Wednesday, 12 December 2007


In the twenty-first century there is a second-hand book store in Newtown. I consider Wayne Chapman’s Books on King a welcome refuge from the dead-spaces of UTS. There is a misplaced belief among some new-media-technocrats that the ink-based medium is redundant in the paperless society. This appears not to be the case as books will always have an important place be it electronic versions on cyberspace, or text sent through mobile phones. There will however always be the compulsion for hard-core readers to acquire a hard-copy of text. I am a collector of stories because I was born to be the master story-teller of the techno-age-of-infinity in this the millennium of Ra.

I remember my mother telling me towards the end of the twentieth century about an Original Egyptian Temple Cat. To best describe Shakespeare would be to say that this is a ginger/white cat with Egyptian markings and the sign of infinity on his forehead. He used to sleep curled up in the window in a cat-basket among the books on display. This cat is loved by most but not everyone can appreciate a religious icon which was once worshiped in the Temple of the Sun in Ancient Egypt. The breed of cat originated from Persia and was acquired by the high priests of Ra because of the image of the Sacred Scarab on the forehead of these cats. These temple cats were respected as being the representation of the Supreme Sun God Ra’s immortality.

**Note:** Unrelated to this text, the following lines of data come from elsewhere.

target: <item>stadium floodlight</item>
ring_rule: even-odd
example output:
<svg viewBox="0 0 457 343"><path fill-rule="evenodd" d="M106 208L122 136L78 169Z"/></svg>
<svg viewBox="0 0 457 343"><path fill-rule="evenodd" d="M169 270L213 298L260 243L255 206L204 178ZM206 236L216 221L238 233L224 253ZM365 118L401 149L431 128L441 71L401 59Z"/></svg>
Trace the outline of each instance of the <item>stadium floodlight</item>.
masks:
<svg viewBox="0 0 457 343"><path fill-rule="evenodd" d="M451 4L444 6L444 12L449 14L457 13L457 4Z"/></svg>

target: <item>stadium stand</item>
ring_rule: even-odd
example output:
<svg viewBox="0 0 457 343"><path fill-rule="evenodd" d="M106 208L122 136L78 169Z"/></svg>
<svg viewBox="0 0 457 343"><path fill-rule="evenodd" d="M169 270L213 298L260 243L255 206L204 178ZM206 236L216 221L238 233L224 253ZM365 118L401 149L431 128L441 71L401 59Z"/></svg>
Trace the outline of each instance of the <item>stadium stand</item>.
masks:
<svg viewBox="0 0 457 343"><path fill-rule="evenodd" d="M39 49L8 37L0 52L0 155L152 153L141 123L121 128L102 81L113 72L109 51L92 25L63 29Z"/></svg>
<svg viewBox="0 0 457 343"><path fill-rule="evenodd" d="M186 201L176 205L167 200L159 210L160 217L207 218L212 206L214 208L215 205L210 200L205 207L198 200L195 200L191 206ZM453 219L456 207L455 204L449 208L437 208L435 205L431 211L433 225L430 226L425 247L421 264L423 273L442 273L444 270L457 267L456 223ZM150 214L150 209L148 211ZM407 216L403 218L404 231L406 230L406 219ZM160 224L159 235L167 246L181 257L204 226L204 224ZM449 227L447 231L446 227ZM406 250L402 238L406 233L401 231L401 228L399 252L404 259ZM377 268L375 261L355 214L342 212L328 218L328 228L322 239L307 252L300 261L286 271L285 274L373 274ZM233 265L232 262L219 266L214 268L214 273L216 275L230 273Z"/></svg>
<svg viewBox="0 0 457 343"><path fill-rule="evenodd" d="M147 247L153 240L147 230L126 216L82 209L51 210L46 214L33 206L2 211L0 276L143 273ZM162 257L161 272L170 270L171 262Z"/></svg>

The life-span of these Ra-cats of the Divine is normally seventeen years although my cat Garfield extended his life by additional six months. Regrettably Garfield was poisoned by someone who will one day be made accountable by the weighing of the feather. Today Shakespeare is cared for by Wayne who recognises the importance of respect for a cat who has been kidnapped and abandoned in a place too faraway. But luckily he has been micro-chipped otherwise he would have been disposed of and never heard of again. One evening Shakespeare was attacked by a possum whose claws ripped open a nasty gash across his neck. Thankfully, I had in my possession a tube of aloe vela which is an antiseptic which has been used in my late mother’s side of the family since the time of Alexander the Great.